Nesse sentido, é “O Delfim” uma total subversão do romance policial – e mesmo do conto gótico, que lhe criou e emprestou a estrutura. A matéria do mythos policial, o crime, as motivações e os detalhes fáticos, tudo já foi resolvido. “Está nos autos”. Não é isso que interessa. O narrador, intelectual e escritor que apenas por desfastio é caçador, odeia e abomina a liguagem oficial, o tom burguês, o clichê. E é por isso que rejeita a “verdade” que está nos autos. Ele mesmo, retomando uma conversa com o Engenheiro – coisa que faz constantemente no romance –, ele mesmo acena para o leitor, dizendo dos romances policiais que têm sua forma tradicional e seu sucesso devido ao fato de que o “burguês pacato precisa de acreditar nas instituições. Mostrar-lhe que pode haver crimes perfeitos era o fim da sua tranquilidade.». Mas tampouco é à imaginação popular que se inclina: recua, cheio de abusões, dos boatos mesquinhos e invejosos dos pequenos da terra.
É aos sinais dos fados, nas cenas que viveu, a que se inclina. E quando o leitor descobre e se entrega a essa pretensão, a maquinação do romance se lhe revela, esplendorosa e verossímil.

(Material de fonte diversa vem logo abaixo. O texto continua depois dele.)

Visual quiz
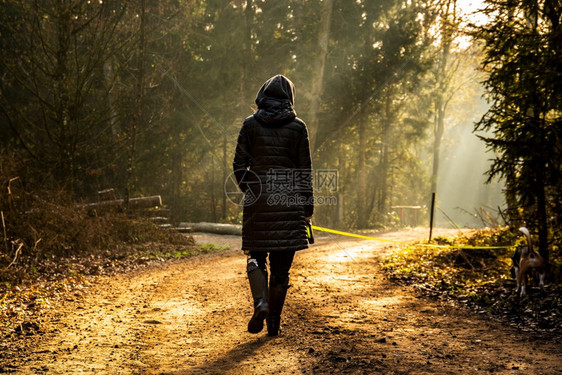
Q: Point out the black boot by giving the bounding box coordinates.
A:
[247,259,269,333]
[266,276,289,336]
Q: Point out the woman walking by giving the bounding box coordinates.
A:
[233,75,314,336]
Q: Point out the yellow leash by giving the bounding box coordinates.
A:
[312,225,513,250]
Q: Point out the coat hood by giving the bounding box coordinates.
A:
[254,74,297,125]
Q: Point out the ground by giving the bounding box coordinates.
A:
[0,230,562,375]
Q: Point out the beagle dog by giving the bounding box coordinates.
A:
[511,227,546,297]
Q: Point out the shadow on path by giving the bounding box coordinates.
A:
[165,336,274,375]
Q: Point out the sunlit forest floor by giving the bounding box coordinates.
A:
[0,230,562,374]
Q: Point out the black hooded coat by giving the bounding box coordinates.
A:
[233,75,314,251]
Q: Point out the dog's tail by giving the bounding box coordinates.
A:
[519,227,533,252]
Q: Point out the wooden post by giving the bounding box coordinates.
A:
[429,192,435,242]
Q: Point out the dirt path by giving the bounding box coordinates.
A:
[12,231,562,374]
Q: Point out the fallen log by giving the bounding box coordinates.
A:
[178,222,242,236]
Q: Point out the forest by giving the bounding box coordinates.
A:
[0,0,562,374]
[0,0,562,268]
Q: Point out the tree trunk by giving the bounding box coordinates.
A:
[124,0,146,210]
[357,108,368,229]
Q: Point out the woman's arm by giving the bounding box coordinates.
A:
[297,125,314,219]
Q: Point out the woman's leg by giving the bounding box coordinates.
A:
[266,251,295,336]
[246,251,269,333]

De fato, havia ali muitos sinais do fatídico fim de Maria das Mercês e de Domingos, quase todos presentes nas ideias amalucadas de Tomás, o Engenheiro. Tomás sonha com túmulos subaquáticos em sua lagoa, Maria das Mercês vai ali parar no seu túmulo subaquático. Tomás se obceca com a estória de uma de suas amantes, uma manicura casada com um velho a quem odeia, e que o mata do coração usando o sexo como arma do crime, o crime perfeito, e é assim que Maria das Mercês mata Domingos, usando o sexo para explorar as fraquezas de seu “coração de passarinho”. É a fascinação de Domingos pela esposa de seu patrão que justifica o desinteresse do criado pelas raparigas e os prazeres fáceis da cidade, tão notado e zombado por Tomás junto a sua esposa. Domingos é a sombra de Tomás, e Maria das Mercês, perdendo rápido a afeição e exclusividade do marido, se apega à sua sombra como se ela fosse o próprio Tomás. É por isso também que Domingos não revida à surra que lhe impõe Tomás: sabia estar conspurcando seu leito e violando as regras da vassalagem.

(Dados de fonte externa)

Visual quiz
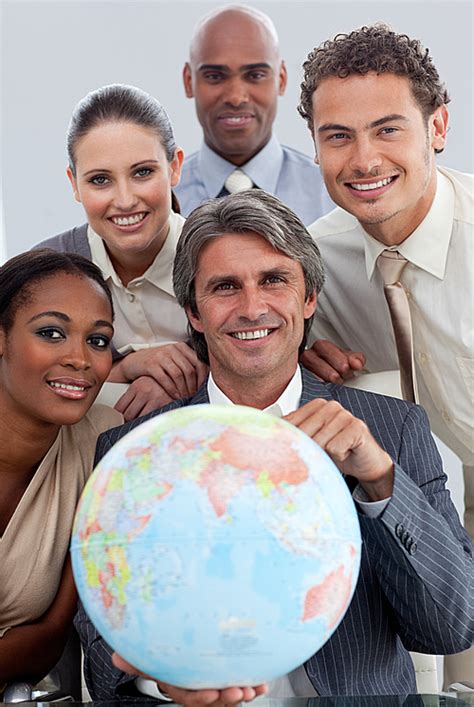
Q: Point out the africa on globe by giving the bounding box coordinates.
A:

Raios, até mesmo a cena desnecessariamente naturalista dos cães copulando no largo, incapazes de desvencilhar-se um do outro, até essa cena ganha sua significação como augúrio da tragédia!
Mas aí somos obrigados a nos perguntar: essas coisas, esses sinais, são realmente sinais? Seriam um grande sistema de augúrios ou são apenas a atenção, memória e até imaginação seletivas do autor que, depois de descobrir a verdade, vagueia de imagem em imagem, em associação frenética, vendo em tudo um fio de Ariadne que o tirará do vórtice sem sentido?

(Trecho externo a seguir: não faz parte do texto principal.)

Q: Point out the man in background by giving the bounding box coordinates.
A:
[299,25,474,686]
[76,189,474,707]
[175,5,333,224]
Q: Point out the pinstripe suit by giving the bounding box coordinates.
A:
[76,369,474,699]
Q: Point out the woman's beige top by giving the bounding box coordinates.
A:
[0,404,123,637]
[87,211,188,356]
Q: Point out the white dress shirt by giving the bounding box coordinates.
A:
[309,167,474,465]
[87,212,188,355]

O romance termina sem que isto fique respondido. A reafirmação do que houve faz a mente repousar nos fatos, no que é objetivo. Mas a viagem de compreensão ocorrida na alma do narrador não parece ter sido em vão, pois além de aumentar o conhecimento e consciência desse detetive de casos resolvidos, ainda fornece, para quem tem olhos de ver, um modelo de meditação e investigação que muito me lembra o do Comissário Maigret: entender, entender e entender cada vez mais os dramas humanos, as personalidades, sem deduções bonitinhas mas ordinárias, como as do fastidioso Sherlock Holmes.
Não sei se alguém além de mim já pensou isso, mas quando estou passeando por um lugar, novo ou velho conhecido, fico pensando se seria possível escrever um romance interessante que eternizasse aquele lugar na literatura, sem necessidade, é claro, de que as pessoas ou mesmo os fatos reais ali ocorridos sejam efetivamente interessantes. Trata-se aqui daquele poder numinoso do escritor de descobrir e conquistar novos lugares para a literatura, pela força de sua imaginação e de sua expressão. Pois bem, perguntando-me isto, sinto que a prosa de “O Delfim” veio a completar a resposta para a charada, já parcialmente dada pelo “Amanuense Belmiro”, de Cyro dos Anjos: o poder de tornar tudo interessante consiste em passar tudo pelo crisol da alma humana, desde que ela esteja desprovida de qualquer teatralidade ou desejo de causar efeitos calculados. E que fuja, como o diabo à Cruz, dos clichês.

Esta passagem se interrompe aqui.